Cela faisait plusieurs années qu’on voulait tourner en Afrique. Le choix de la route est effectivement ambitieux car elle nous promène à travers quatre pays: l’Egypte, le Kenya, la Tanzanie et l’Afrique du Sud. Cela nous a permis d’aller chercher des changements de paysages. Pour rendre les conditions climatiques moins pesantes, notamment en raison de la chaleur, nous avons tourné cet hiver.

Comment choisissez-vous l’itinéraire?

Des raisons de sécurité nous ont interdit d’autres pays, nous avons donc opté pour les plus calmes et les plus touristiques. Nous dessinons le tracé à Paris puis nous envoyons quatre personnes en repérage pendant deux mois pour l’affiner. Leur rôle est de s’assurer que le parcours est faisable en le chronométrant et de préparer le tournage en repérant la route, les hôtels ou encore les locations de voitures. Car durant le tournage, «Pékin express» mobilise une centaine de personnes. C’est également durant ce repérage que l’on réfléchit aux épreuves et aux jeux, toujours en rapport avec la culture du pays.

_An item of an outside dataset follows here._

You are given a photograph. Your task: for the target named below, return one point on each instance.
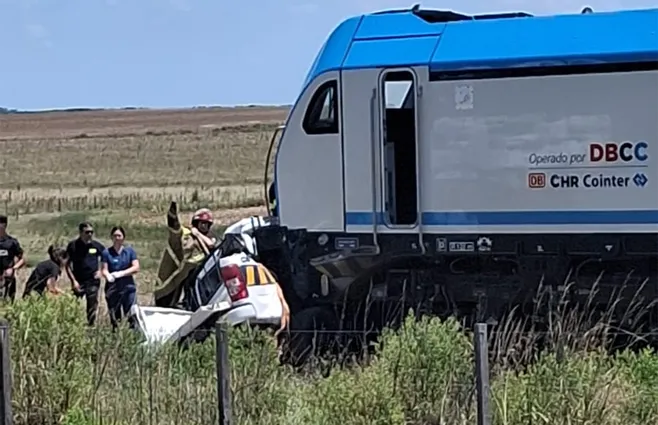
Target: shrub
(65, 373)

Avez-vous prévu un encadrement spécial pour cette édition?

Oui, nous avons renforcé la sécurité en Egypte et en Afrique du Sud. Nous avons tourné en Egypte juste avant le début du soulèvement et le climat était tendu car un attentat venait de se produire à Alexandrie. Les autorités ont autorisé le tournage mais nous ont imposé la présence de policiers armés. Nous avons l’habitude de travailler avec le ministère des Affaires étrangères, on met les ambassades françaises au courant de notre parcours.

Avez-vous songé changer d’itinéraire?

Non car finalement, tout s’est bien passé. Nous avons juste apporté quelques aménagements. Et puis, on ne change pas un itinéraire comme ça car une fois que tout le monde est sur place, la logistique est lourde. En cas de problème, nous n’avons jamais d’itinéraire bis, la seule option qui nous reste est d’abandonner le tournage.